The transfer case was a New Venture 271 and had a 2.72:1 low range gear ratio. A transfer case skid plate was and is standard equipment. A manual shift-on-the-fly transfer case is the only available, the electronic shift on-the-fly has never been an option. As of the 2012 model year, the transfer case has changed to a Borg-Warner 44-47 manual shift-on-the fly. Low range is now 2.64:1.

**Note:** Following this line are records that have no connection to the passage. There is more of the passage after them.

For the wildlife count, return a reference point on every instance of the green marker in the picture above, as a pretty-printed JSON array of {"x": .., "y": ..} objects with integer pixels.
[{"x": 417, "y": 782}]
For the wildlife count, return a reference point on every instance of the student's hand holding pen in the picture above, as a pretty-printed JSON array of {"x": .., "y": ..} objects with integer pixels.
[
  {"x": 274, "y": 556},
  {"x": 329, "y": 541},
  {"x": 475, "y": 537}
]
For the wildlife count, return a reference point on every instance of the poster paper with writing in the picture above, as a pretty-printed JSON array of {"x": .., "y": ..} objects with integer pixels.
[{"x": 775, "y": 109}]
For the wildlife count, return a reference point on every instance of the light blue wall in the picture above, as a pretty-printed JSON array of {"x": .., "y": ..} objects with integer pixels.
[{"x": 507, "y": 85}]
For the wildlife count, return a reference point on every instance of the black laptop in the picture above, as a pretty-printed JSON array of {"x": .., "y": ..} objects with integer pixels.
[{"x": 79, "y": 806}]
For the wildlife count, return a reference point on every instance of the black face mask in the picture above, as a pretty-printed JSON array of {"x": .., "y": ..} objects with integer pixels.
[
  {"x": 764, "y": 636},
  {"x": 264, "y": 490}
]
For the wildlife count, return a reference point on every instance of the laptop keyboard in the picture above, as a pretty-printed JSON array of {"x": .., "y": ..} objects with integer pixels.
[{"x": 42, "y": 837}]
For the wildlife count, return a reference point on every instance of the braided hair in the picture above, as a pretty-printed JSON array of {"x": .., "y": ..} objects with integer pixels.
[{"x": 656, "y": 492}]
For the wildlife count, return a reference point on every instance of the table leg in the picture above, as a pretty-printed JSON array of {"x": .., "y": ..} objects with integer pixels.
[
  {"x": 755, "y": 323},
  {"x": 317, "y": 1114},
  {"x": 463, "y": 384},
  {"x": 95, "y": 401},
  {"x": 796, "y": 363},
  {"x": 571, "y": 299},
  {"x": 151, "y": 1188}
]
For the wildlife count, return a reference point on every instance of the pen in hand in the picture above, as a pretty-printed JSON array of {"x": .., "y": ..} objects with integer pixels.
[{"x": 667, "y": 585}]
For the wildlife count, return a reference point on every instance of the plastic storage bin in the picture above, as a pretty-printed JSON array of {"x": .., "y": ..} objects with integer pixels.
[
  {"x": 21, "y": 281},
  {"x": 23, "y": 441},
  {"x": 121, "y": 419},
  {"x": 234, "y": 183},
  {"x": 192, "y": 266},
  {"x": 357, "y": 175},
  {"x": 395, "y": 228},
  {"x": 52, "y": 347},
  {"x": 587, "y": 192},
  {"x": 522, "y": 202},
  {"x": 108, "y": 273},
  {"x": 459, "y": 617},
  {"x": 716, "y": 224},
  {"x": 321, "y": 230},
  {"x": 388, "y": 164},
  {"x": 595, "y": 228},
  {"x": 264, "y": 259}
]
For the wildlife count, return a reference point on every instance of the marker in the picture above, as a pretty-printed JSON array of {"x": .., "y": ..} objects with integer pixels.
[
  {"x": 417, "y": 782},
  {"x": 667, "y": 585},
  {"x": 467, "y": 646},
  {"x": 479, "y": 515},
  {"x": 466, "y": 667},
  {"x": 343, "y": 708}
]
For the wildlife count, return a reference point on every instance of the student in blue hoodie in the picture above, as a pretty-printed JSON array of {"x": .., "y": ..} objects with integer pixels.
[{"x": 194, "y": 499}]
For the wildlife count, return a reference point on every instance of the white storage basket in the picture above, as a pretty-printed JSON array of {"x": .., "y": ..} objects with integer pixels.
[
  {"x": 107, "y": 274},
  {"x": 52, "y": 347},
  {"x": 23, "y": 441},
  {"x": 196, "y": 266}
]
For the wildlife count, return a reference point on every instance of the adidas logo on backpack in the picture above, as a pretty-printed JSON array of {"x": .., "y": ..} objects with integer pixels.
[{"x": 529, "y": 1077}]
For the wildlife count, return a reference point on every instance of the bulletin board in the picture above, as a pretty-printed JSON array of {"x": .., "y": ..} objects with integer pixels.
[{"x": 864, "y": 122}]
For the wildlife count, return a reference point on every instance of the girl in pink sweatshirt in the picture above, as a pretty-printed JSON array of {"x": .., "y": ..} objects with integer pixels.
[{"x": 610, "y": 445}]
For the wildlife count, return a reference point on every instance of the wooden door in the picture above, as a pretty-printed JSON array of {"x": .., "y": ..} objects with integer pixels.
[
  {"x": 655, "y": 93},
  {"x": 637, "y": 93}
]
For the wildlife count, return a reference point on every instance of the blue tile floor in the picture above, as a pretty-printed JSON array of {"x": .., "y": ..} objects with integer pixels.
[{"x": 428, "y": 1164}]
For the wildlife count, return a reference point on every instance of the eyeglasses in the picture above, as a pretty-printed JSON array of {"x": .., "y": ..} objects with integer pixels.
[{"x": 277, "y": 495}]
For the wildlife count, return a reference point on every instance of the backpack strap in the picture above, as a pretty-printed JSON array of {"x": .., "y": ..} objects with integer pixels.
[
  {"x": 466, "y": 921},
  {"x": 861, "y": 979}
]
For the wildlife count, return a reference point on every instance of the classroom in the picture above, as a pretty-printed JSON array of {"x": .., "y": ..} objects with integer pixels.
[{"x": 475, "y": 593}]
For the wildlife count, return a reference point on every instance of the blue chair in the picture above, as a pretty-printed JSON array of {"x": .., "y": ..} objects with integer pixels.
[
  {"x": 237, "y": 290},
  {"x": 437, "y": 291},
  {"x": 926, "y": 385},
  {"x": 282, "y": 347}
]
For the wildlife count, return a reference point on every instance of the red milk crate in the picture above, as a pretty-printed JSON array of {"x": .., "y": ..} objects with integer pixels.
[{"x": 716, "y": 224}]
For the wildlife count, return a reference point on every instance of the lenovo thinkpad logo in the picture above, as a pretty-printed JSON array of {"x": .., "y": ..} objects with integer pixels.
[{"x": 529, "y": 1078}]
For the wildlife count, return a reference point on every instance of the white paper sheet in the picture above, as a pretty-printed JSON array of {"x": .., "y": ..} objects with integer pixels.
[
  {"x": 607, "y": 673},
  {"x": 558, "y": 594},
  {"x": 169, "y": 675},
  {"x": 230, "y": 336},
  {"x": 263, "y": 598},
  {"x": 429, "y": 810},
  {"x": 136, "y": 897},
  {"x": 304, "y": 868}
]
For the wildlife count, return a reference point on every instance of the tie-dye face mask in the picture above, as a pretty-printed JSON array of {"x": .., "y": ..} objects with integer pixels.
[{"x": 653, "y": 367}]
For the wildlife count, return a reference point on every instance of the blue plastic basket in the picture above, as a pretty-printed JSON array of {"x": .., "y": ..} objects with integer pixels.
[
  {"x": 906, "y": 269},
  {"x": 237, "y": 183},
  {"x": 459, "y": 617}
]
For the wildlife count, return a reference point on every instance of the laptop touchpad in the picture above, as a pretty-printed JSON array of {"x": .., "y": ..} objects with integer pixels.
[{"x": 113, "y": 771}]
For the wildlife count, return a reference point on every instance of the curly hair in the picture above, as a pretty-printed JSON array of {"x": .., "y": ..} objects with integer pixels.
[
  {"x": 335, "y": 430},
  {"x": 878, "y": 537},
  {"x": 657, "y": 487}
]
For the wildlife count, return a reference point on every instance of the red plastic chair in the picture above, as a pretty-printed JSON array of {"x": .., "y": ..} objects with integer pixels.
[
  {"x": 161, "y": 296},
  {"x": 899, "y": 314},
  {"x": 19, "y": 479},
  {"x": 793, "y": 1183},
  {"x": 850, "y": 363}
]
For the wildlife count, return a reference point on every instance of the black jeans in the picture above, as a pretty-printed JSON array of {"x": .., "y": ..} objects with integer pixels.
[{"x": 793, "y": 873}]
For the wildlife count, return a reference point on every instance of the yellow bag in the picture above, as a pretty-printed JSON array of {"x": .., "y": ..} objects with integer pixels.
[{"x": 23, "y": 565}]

The axles are manufactured by American Axle & Manufacturing, Inc. The front is an AAM 9.25 and the rear is a hybrid AAM 10.5 with the larger axle shafts from the AAM 11.5. Despite the fact the axles have locking differentials, the rear axle is also a helical-type limited slip differential when unlocked. The axles are only available with a 4.56:1 gear ratio. Non Power Wagon 2500 Ram trucks only have 3.42:1, 3.73:1, or 4.10:1 gear ratios. 2010 models (along with other Ram trucks) received larger universal joints.

2012 Weight ratings:

  • GVWR - 8510 lb
  • GCWR - 17,000 lb
  • GAWR (front) - 4500 lb
  • GAWR (rear) - 6200 lb
  • Max payload - 1880 lb
  • Max towing - 10,250 lb
  • Curb weight - 6800 lb

2013 updates[edit]

The New Venture Gear transfer case is replaced by a Borg-Warner unit. Interior updated ala 1500 Rams.

2014 updates[edit]

The RAM Power Wagon will have a 6.4 Hemi V8 as the standard engine; the 5.7 Hemi V8 goes away. The 6.4 has 410 horsepower and is also available in standard Rams. The transmission and transfer case remain unchanged (Borg Warner 44-47). The axle gears change from 4.56:1 gear ratios to 4:10 gear ratios. The rear axle is now a 11.5 AAM axle (with selectable locker). The rear suspension now has a 5-link coil spring arrangement instead of leaf springs. The front suspension has been changed to a radius arm arrangement (3-link) instead of the 5-link used since 2005. Tires are now Goodyear Duratracs.